The second case involves the integral \(\int_{-\infty}^{+\infty} f(x) \cdot \mathbf{1}_{[0,1]} \text{ d}x\) being equal to \(\int_{0}^{1} f(x) \text{ d}x\).
This integral \(\int_{-\infty}^{+\infty} f(x) \cdot \mathbf{1}_{(0,\infty)} \text{ d}x\) becomes \(\int_{0}^{\infty} f(x) \text{ d}x\).
And the integral \(\int_{-\infty}^{+\infty} f(x) \cdot \mathbf{1}_{[0,\infty)} \text{ d}x\) becomes \(\int_{0}^{\infty} f(x) \text{ d}x\).
Note that the integral at a single point is zero. So using \([0,\infty)\) versus \((0,\infty)\) for example does not really matter.
Here are a few more properties of the indicator functions.
\(\text{max}(A - B, 0) = (A - B)^{+} = (A - B) \cdot \mathbf{1}_{A \geq B}\) since the max function is at least 0.
But \(\text{max}(A - B, 0)\) can also be expressed as \(- \text{min}(B - A, 0)\) which is equal to:
\[- (B - A) \cdot \mathbf{1}_{B\text{ }\leq\text{ } A} = (A - B) \cdot \mathbf{1}_{A \text{ }\geq\text{ } B}\]
With the max function, if A is greater than B then the indicator function is a 1 and we choose \((A - B)\) which is greater than \(0\). Otherwise the indicator is 0 since A is less than B which makes (A-B) less than 0 and we choose a maximum of 0.
With the min function, if B is less than A then the indicator function is a 1 and we choose \((B - A)\) which is less than 0. Otherwise the indicator is 0 since B is greater than A and we choose a minimum of 0.
The negative in front of the \(\text{min}(B - A , 0)\) was needed to match the \(\text{max}(A - B, 0)\) function.

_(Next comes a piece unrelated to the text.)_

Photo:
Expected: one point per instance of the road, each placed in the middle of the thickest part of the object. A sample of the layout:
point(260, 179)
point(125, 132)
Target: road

All I can think of is that indicator functions (characteristic functions) are used in (Graduate) probability theory, and in financial mathematics (Options Pricing).
Indicator functions provide conveniences in notation. These functions are also found in pure math topics such as real analysis and measure theory. Indicator functions can also be found in statistical factorial designs.